12 May 2018

How(e) I Love Hoxa

Time flies, and it's been all of three years since I was last in Orkney, so I was very happy to have the opportunity to go again last month. As so often, the excuse was an academic event, the splendid 4th St Magnus Conference, but I always manage to work in some extra time to enjoy my favourite islands. As this was my twelfth visit to Orkney, I have been around quite a lot of it, including most of the inhabited islands. But each time I discover something new, and this time I got quite excited about Hoxa on South Ronaldsay. Something for everyone there, starting with a broch (who doesn't love them?), a fascinating Norse place-name with associated saga-reference, antiquities from both world wars, and a gallery with some wonderful tapestries. So here's a little bit about all of these marvellous things.


There's not much to see of the broch, as it's been mucked about with quite a lot, but its position is amazing, as with so many brochs, and as noted by the RCAHMS 'The broch, Howe of Hoxa, lies in a conspicious and commanding position on a rounded eminence, 50-60ft above the beach, at the N end of a hog-backed ridge on the broad low-lying isthmus which divides the Bay of Widewall on the S frrom the Dam of Hoxa on the N.' In the Viking Age, the broch will have appeared as a mound and this mound has given its name (Old Norse haugr) to the nearby farm, Howe, and to the isthmus on  which it is placed, Hoxa. The name of this isthmus is recorded in Orkneyinga saga as 'a Haugahæide' - the form is not very reliable as the only medieval manuscript of the saga at this point is the late, and sometimes confused, Flateyjarbók. Luckily, there is an earlier reference to it from 1329 as 'a Haugs æiðe' and by 1492 it is already being written as 'Hoxa'. The 1329 document is of great interest since it is one of the only four surviving documents written in Old Norse and issued in Kirkwall. It records a sale of lands and has contemporary forms of 10 place-names (including that of the island) 'all of which, with the exception of [one], can still be easily recognised today' (Hugh Marwick, Orkney Farm-Names, 1952, p. 169).

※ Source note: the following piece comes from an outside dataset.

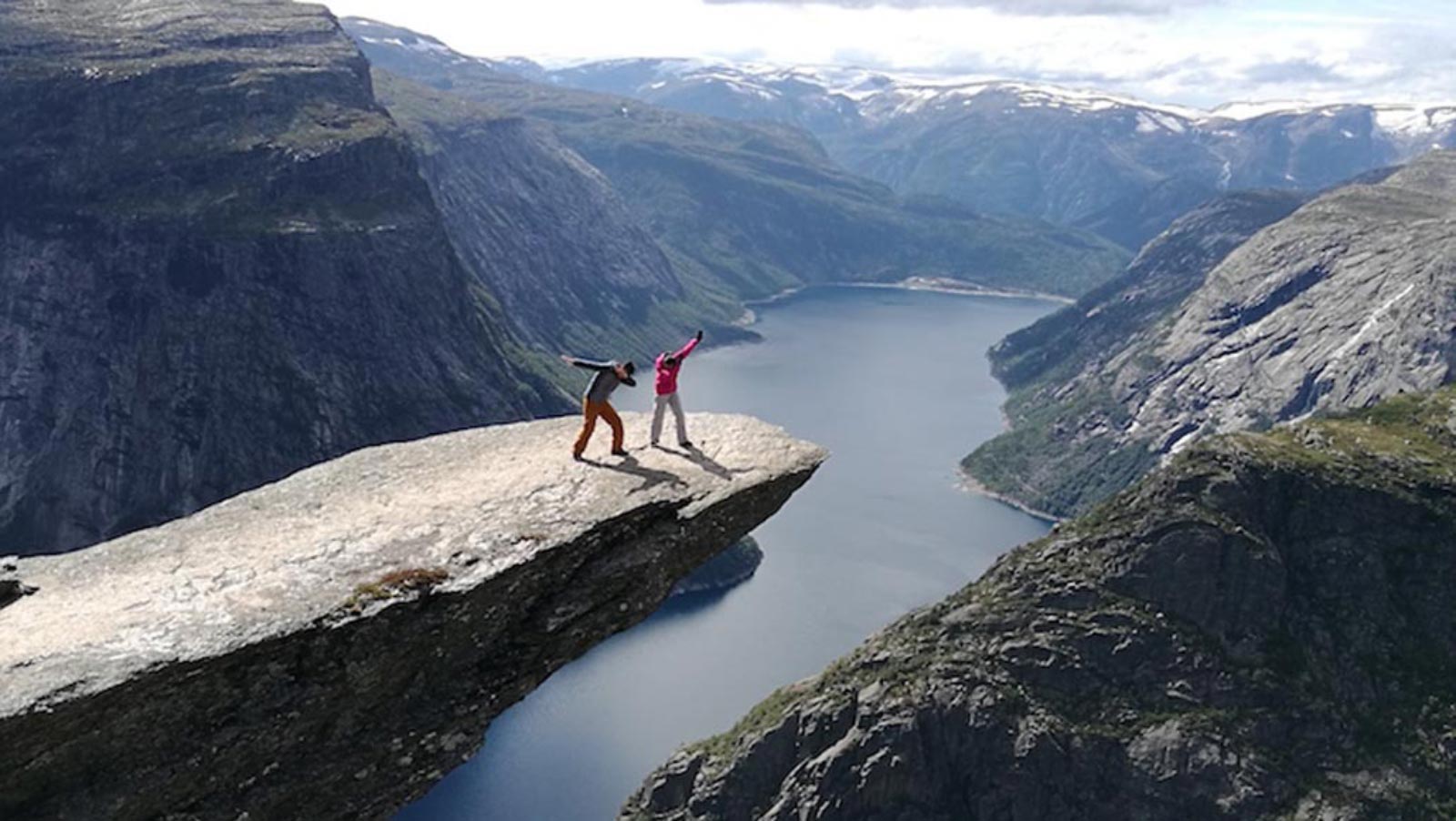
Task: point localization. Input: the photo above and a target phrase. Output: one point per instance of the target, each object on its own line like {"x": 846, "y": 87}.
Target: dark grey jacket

The saga-reference to Hoxa is equally interesting, as it claims (Orkneyinga saga, ch. 8) that Thorfinn Skull-Splitter (Þorfinnr hausakljúfr) died of illness and was heygðr 'laid in a haugr' í Rögnvaldsey á Haugaeiði as Finnbogi Guðmundsson's edition of 1965 has it. There are examples of Viking Age burials in brochs, at Gurness for example, so this is not implausible. Or it could just be an example of an aetiological tale, a story explaining the origins of something, derived from an understanding of the place-name. We don't know much about this particular Thorfinn, or why he got his nickname, though the saga does tell us that the daughter of Eirik Bloodaxe and Queen Gunnhild was married to his son Arnfinnr and that Thorfinn got to be Earl of Orkney because his two brothers had died with Eirik Bloodaxe in England. Thorfinn was höfðingi mikill ok herskár 'a great chieftain and warlike' - I suppose they had to add the last bit to counter the fact that he died on his sickbed. His nickname was also borrowed for the strong ale (Alc 8.5% b.v.) produced by the Orkney Brewery.



The broch-mound does indeed dominate the isthmus though the latter is very hard to photograph, as you can see from my attempt. And why does English not have a better word than the unpronounceable 'isthmus'? 'Neck' doesn't sound quite right....Also, do ignore the Hermann Pálsson/Paul Edwards Penguin translation of Orkneyinga saga which claims that Thorfinn 'was laid in a burial mound at Hoxa in North Ronaldsay' - they had clearly confused the two present-day Ronaldsays, although the names are clearly distinct in the saga (what is now North Ronaldsay was originally Rínansey and this is the form used in the saga). A. B. Taylor managed to get it right in his 1938 translation.


Another interesting place-name nearby, in fact just a bit off to the right of the picture of the isthmus above, is Roeberry, which I argued (Ships and Men in the Late Viking Age 2001, 78) was the Rauðabjörg where a later Earl Thorfinn defeats his kinsman and rival Rögnvaldr Brúsason in a sea-battle. The significance of this part of Orkney for military strategy is underlined by the twentieth-century antiquities out on Hoxa Head, gun batteries from both the First and Second World Wars. The site is quite amazing to walk around, especially for the views on a day as gorgeous when I was there.


Last stop before the war relics is the Hoxa Tapestry Gallery. I learned about this through my mother, who is very interested in weaving and textiles generally, so dropped in for a visit. The tapestries are amazing, all of them, and Leila Thomson frequently makes use of both the local landscape and its historical associations. Although the isthmus is difficult to photograph, as I noted above, she can imagine it, and has, in a tapestry called Haugsaith: between two shores which also has some not bad runes on it. There is so much of interest at Hoxa and with the fabulous weather it was certainly a most successful excursion.